Unusual difference between "Demultiplexed sequence length summary" and "Sequencing company: read length"

Hello,

Qiime2 version is: q2cli version 2022.11.1 using Miniconda

I have a question regarding Demultiplexed sequence length summary in the demux.qzv.
mort_demux.qzv (309.5 KB)

After I import my data into QIIME2 (ITS region sequences, already demultiplexed, using a Manifest file) and perform a summary the Demultiplexed sequence length summary looks like this:


With all reads having almost the same length of 251nts.

However when I look at the data received from the sequencing company, first of all the read length differs between the samples, but more concerning, the length of the reads on average is much longer(around 350bp). I attach a picture of 3 samples for a better understanding.



I've read that the summary is being performed on only a subset of the reads, however I feel like the difference is too big to be overlooked.

Could someone please advise me on how to view this situation?

Thank you in advance!

Best regards,
Riva

Hi @Riva ,

It looks like that summary from the company is on analyzed data, almost certainly with merged reads.

The Demultiplexed sequence summary is on the raw reads.

So you are comparing different things.

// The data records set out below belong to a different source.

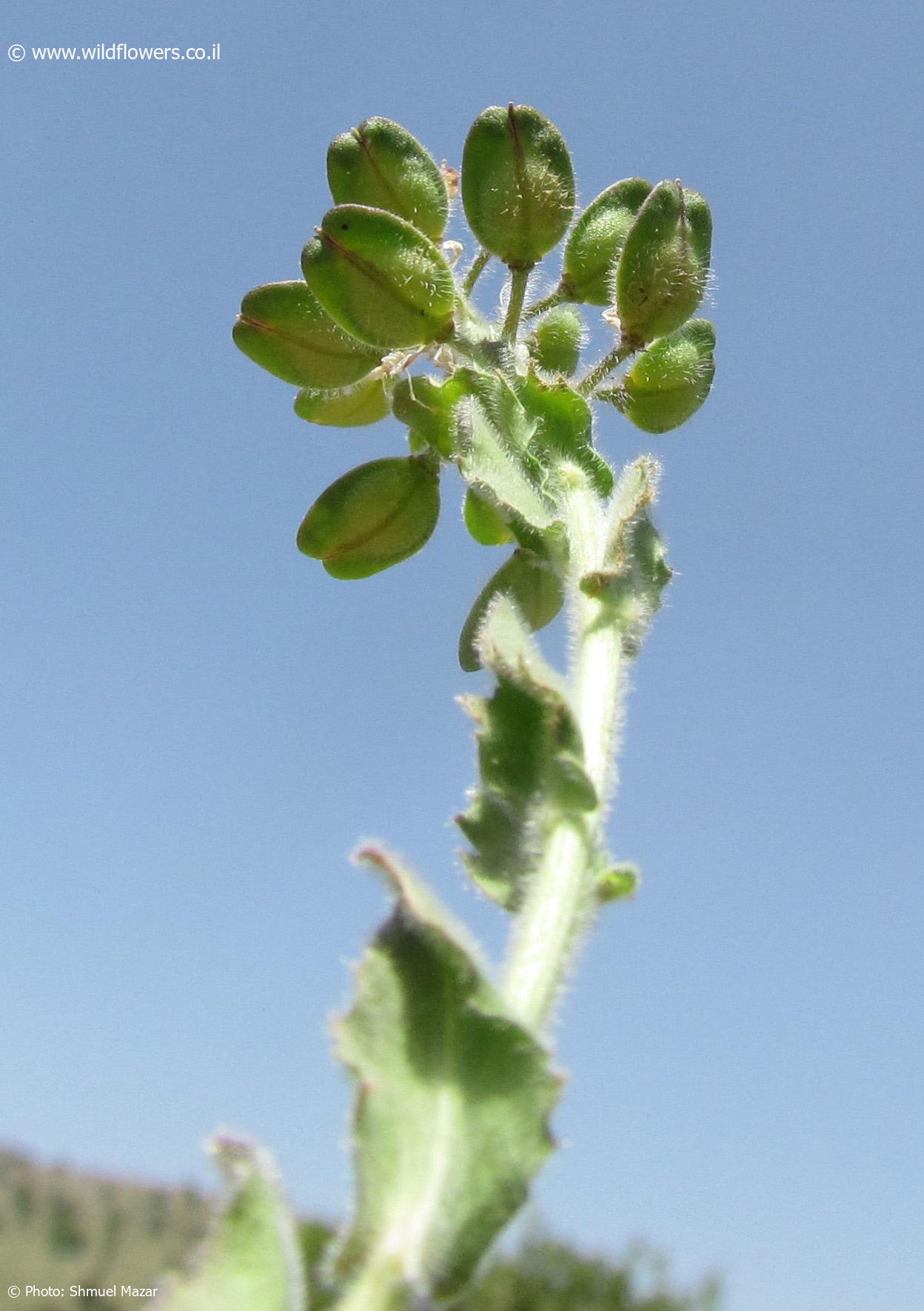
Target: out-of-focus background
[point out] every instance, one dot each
(197, 722)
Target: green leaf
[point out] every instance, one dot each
(484, 520)
(670, 380)
(597, 241)
(564, 428)
(429, 409)
(250, 1261)
(381, 278)
(631, 586)
(530, 758)
(354, 406)
(517, 184)
(284, 328)
(381, 164)
(372, 517)
(614, 882)
(535, 589)
(665, 264)
(452, 1107)
(556, 340)
(495, 435)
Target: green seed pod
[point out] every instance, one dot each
(381, 278)
(665, 264)
(366, 403)
(532, 585)
(556, 340)
(427, 408)
(372, 518)
(285, 329)
(383, 166)
(670, 380)
(517, 184)
(597, 241)
(484, 520)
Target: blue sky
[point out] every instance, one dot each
(197, 722)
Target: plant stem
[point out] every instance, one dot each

The raw reads are all ~250 nt, but after merging they are different lengths, mean 346.8 nt.

Good luck!

1 Like

Hello Sir,

Oh I understand now! The merging of the reads occurs when processing with DADA2 for example, so the Demux.qzv only gives the length of the raw reads.
Now when looking at all the outputs of qiime dada2 denoise-paired I see that in the dada2_rep_set.qzv, the Sequence Length Statistics reflects the length of the merged reads.

I apologize for taking your time, but I am really grateful for your help! I've really been able to learn a lot here.

Best wishes,
Riva

2 Likes

This topic was automatically closed 31 days after the last reply. New replies are no longer allowed.